PRENATAL HUMAN INFLUENZA
VIRAL INFECTION IN MICE DECREASES THE EXPRESSION OF REELIN IN THE
NEONATAL CORTEX AND HIPPOCAMPUS
S.H. Fatemi, E-S
Emamian, D. Kist, R.W. Sidwell, P. Akhter, S. Sheikh, a. Shier,
and K. Bailey. Department of Psychiatry, Cell Biology and
Neuroanatomy, Division of Neuroscience Research, University of
Minnesota, Minneapolis, MN, U.S.A. and Institute for Antiviral
Research, Utah State University, Logan, UT, U.S.A.
Reelin is a 385 Kda secretory protein
which is synthesized and secreted by Cajal-Retzius cells in the
developing mouse brain and is responsible for correct temporal
lamination of the central nervous system. Reelin mutant mice
exhibit abnormal positioning of neurons in the cerebrum,
cerebellum and hippocampus. A recent report indicated a 40%
decrease in reelin mRNA in brains of patients with schizophrenia.
Recent reports indicate an association between maternal second
trimester viral infection and later development of schizophrenia.
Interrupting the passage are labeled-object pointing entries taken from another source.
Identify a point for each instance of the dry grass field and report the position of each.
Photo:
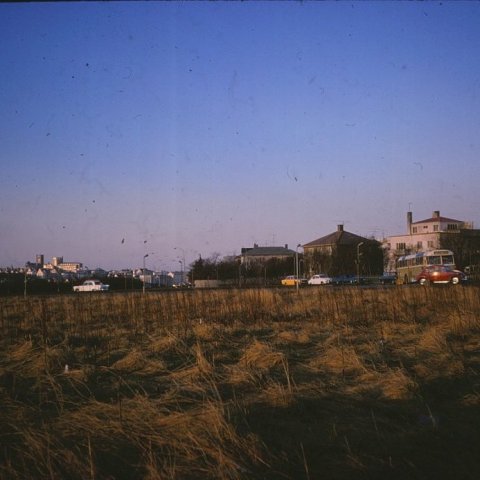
(329, 383)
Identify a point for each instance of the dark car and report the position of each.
(440, 274)
(345, 280)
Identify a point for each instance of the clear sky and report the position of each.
(208, 126)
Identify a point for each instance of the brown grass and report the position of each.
(328, 383)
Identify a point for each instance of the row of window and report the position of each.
(403, 245)
(436, 227)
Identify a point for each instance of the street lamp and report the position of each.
(181, 271)
(297, 280)
(358, 261)
(144, 257)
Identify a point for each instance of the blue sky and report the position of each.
(204, 127)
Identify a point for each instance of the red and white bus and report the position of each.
(409, 266)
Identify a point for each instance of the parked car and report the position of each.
(292, 280)
(320, 279)
(344, 280)
(440, 274)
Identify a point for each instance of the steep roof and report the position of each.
(268, 252)
(438, 219)
(340, 237)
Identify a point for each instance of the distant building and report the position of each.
(434, 233)
(343, 253)
(258, 254)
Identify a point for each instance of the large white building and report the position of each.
(428, 234)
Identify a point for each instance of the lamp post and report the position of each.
(144, 257)
(358, 261)
(297, 280)
(181, 271)
(183, 259)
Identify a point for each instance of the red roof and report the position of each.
(438, 219)
(340, 237)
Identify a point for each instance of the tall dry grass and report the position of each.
(323, 383)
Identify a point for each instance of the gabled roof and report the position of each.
(340, 237)
(268, 252)
(438, 219)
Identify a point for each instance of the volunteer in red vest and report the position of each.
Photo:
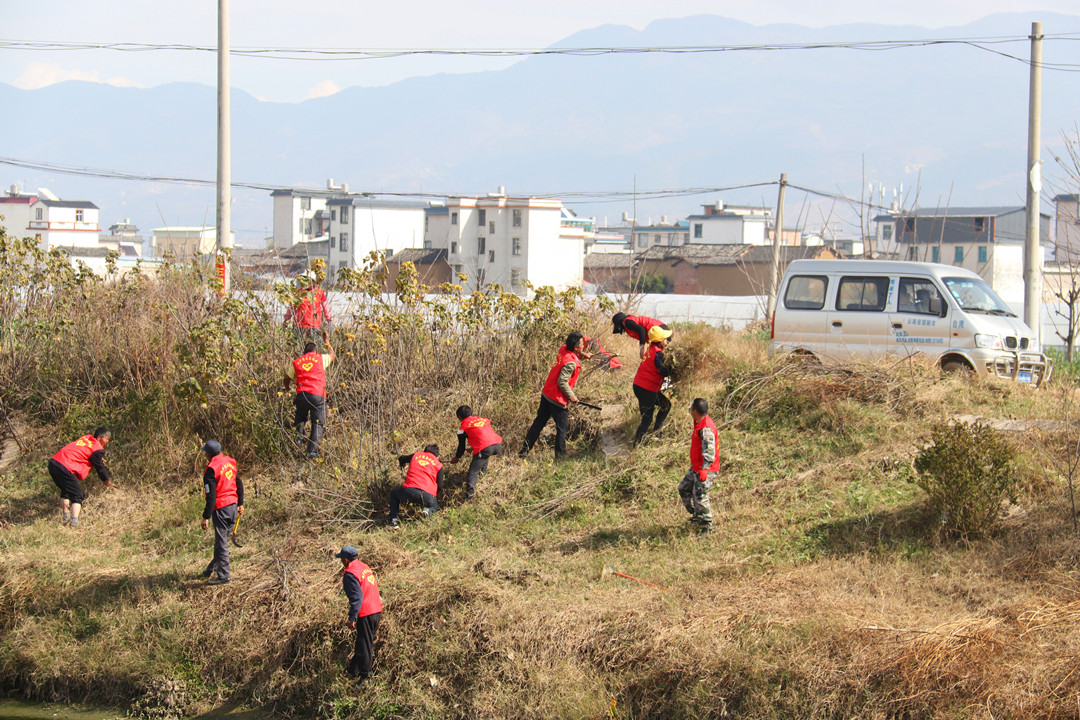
(637, 327)
(557, 394)
(365, 610)
(648, 383)
(71, 465)
(484, 442)
(310, 314)
(704, 463)
(225, 503)
(308, 372)
(422, 480)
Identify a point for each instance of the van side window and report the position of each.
(918, 296)
(863, 294)
(806, 293)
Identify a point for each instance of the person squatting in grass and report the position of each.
(557, 394)
(71, 465)
(637, 327)
(225, 503)
(704, 462)
(365, 610)
(309, 309)
(648, 383)
(422, 480)
(308, 372)
(484, 442)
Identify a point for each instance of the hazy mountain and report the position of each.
(952, 118)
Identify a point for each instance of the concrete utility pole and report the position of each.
(774, 263)
(224, 170)
(1033, 255)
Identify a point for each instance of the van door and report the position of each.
(858, 323)
(801, 316)
(920, 322)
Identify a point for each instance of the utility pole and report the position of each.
(224, 170)
(774, 265)
(1033, 257)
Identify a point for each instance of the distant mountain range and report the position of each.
(947, 119)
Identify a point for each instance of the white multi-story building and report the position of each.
(64, 222)
(300, 216)
(729, 225)
(507, 241)
(360, 225)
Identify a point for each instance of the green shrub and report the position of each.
(967, 472)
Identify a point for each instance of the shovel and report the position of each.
(608, 570)
(234, 540)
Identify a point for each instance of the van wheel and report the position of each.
(957, 366)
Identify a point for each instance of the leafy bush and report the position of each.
(967, 472)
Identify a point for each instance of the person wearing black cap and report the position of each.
(71, 464)
(637, 327)
(365, 610)
(557, 394)
(422, 480)
(225, 503)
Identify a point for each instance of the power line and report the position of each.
(348, 54)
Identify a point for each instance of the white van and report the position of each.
(845, 310)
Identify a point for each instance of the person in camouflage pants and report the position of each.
(704, 463)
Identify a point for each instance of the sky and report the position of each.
(349, 24)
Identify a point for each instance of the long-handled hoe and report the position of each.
(608, 570)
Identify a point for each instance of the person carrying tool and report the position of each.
(310, 309)
(225, 503)
(484, 442)
(557, 394)
(704, 463)
(71, 464)
(308, 372)
(422, 480)
(637, 327)
(648, 383)
(365, 610)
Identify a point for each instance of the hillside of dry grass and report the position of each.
(826, 592)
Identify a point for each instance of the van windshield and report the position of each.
(976, 296)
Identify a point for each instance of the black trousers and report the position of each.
(363, 655)
(415, 496)
(477, 466)
(65, 479)
(313, 406)
(647, 403)
(549, 410)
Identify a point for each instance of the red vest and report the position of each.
(480, 433)
(644, 321)
(76, 456)
(310, 375)
(225, 472)
(373, 602)
(309, 313)
(551, 390)
(696, 460)
(648, 377)
(422, 471)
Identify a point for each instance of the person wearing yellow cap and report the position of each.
(648, 383)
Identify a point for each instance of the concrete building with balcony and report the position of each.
(360, 225)
(509, 240)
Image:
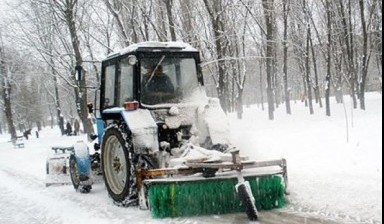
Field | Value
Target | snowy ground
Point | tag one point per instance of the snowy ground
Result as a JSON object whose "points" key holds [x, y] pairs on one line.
{"points": [[332, 179]]}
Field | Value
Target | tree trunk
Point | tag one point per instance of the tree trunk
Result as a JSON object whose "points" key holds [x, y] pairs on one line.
{"points": [[317, 88], [169, 4], [328, 77], [308, 71], [81, 91], [286, 7], [365, 58], [6, 95], [268, 9], [220, 51]]}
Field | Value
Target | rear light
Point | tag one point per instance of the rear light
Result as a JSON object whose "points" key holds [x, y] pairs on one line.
{"points": [[131, 105]]}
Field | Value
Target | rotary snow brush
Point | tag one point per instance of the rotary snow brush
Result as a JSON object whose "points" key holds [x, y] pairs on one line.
{"points": [[241, 186]]}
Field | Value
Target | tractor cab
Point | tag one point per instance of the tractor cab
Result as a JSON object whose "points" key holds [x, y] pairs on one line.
{"points": [[151, 74]]}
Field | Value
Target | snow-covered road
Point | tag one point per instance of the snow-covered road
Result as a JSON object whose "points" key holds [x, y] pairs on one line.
{"points": [[332, 181], [25, 199]]}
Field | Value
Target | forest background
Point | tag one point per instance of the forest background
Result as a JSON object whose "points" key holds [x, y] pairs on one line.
{"points": [[266, 52]]}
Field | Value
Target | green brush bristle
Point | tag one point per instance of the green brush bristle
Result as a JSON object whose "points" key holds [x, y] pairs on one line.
{"points": [[212, 196]]}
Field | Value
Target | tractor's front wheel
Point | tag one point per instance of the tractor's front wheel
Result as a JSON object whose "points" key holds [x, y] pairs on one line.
{"points": [[74, 172], [117, 166]]}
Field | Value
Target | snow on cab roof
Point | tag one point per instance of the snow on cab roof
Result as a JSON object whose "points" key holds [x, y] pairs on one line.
{"points": [[155, 44]]}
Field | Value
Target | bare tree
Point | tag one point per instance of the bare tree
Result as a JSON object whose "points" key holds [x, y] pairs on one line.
{"points": [[66, 10], [286, 8], [329, 58], [6, 90]]}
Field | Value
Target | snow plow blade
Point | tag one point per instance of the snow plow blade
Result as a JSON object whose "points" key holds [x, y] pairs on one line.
{"points": [[57, 166], [177, 193]]}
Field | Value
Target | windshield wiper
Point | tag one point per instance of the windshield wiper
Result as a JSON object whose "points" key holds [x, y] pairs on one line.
{"points": [[154, 70]]}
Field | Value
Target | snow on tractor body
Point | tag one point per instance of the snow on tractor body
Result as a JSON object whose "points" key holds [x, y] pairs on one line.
{"points": [[157, 128]]}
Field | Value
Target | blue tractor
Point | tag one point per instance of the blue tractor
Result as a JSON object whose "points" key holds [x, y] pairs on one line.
{"points": [[152, 114]]}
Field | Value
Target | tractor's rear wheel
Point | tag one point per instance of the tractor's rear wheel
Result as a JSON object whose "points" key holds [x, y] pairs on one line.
{"points": [[117, 166]]}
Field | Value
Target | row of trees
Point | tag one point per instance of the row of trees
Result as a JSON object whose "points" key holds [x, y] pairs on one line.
{"points": [[285, 50]]}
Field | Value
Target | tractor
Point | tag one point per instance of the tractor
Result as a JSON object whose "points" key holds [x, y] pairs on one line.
{"points": [[157, 129]]}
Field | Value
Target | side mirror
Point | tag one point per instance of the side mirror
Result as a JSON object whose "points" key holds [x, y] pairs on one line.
{"points": [[90, 108], [132, 59], [79, 71]]}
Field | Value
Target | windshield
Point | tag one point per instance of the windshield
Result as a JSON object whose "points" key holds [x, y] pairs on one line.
{"points": [[168, 79]]}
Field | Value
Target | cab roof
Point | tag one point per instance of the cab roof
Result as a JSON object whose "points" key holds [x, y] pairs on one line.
{"points": [[154, 46]]}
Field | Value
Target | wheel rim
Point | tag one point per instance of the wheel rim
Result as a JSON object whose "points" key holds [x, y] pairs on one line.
{"points": [[115, 165]]}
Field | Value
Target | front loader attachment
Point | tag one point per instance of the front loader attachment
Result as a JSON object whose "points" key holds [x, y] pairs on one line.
{"points": [[57, 166]]}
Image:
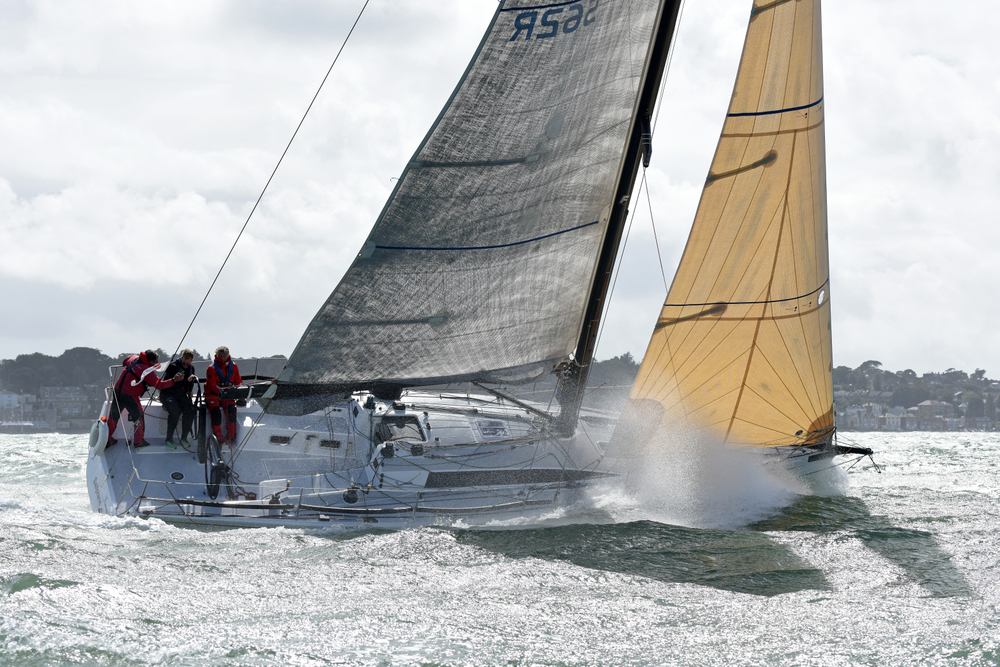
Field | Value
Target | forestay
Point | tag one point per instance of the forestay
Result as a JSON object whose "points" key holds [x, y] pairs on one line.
{"points": [[479, 266], [742, 346]]}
We hypothesized that 2nd trimester human influenza
infection in day 9 pregnant mice would alter the expression of
reelin in day 0 neonatal brains. Intranasal infection of day 9
pregnant C57BL6 mice with 10-5 dilution of human
influenza virus HINI caused sublethal infection in pregnant
animals. Day 0 neonatal brains from infected and sham infected
groups were fixed in 4% paraformaldehyde and cryopreserved in
sucrose. Silver-enhanced 5 nm gold conjugated probe
immunocytochemical localization of Cajal-Retzius cells containing
reelin was accomplished using specific monoclonal antibody
against mouse reelin. Reelin positive cells were identified and
counted in layer I of the neocortex and the hippocampus and in
the cortical and hippocampal layers II-VI and white matter.
Results show a significant reduction in the number of reelin
positive cells in layer I of the neocortex, in cortical layers
2-6 and while matter and in the developing hippocampus and
dentate gyrus of day 0 prenatally-infected neonatal mice when
compared to sham-infected neonatal brains. Cell density values
showed decline in reelin expression in cortical and hippocampal
layers II-VI and white matter of infected neonates. Quantitation
of calretinin and nNOS immunoreactive CR cells in layer I of
infected and control brains showed no change in cell count
indicating that loss of reelin may be mostly due to decreased
synthesis or increased destruction of reelin secondary to
prenatal viral infection. Moreover, cortical, hippocampal and
hemispheric brain areas decreased significantly in infected
brains. This is the first report of a deleterious effect of
prenatal viral infection on developing brain causing a reduction
in the expression of reelin, one of several important molecules
thought to direct the correct lamination of the evolving brain.
Results of these experiments involving this potential animal
model may have a bearing on the mechanisms responsible for the
genesis of schizophrenia.
(Supported by NARSAD, MMF, Univ. Minn.
Faculty seed grant [SHF] and N01-AI-35 178 grant by NIH [RWS]).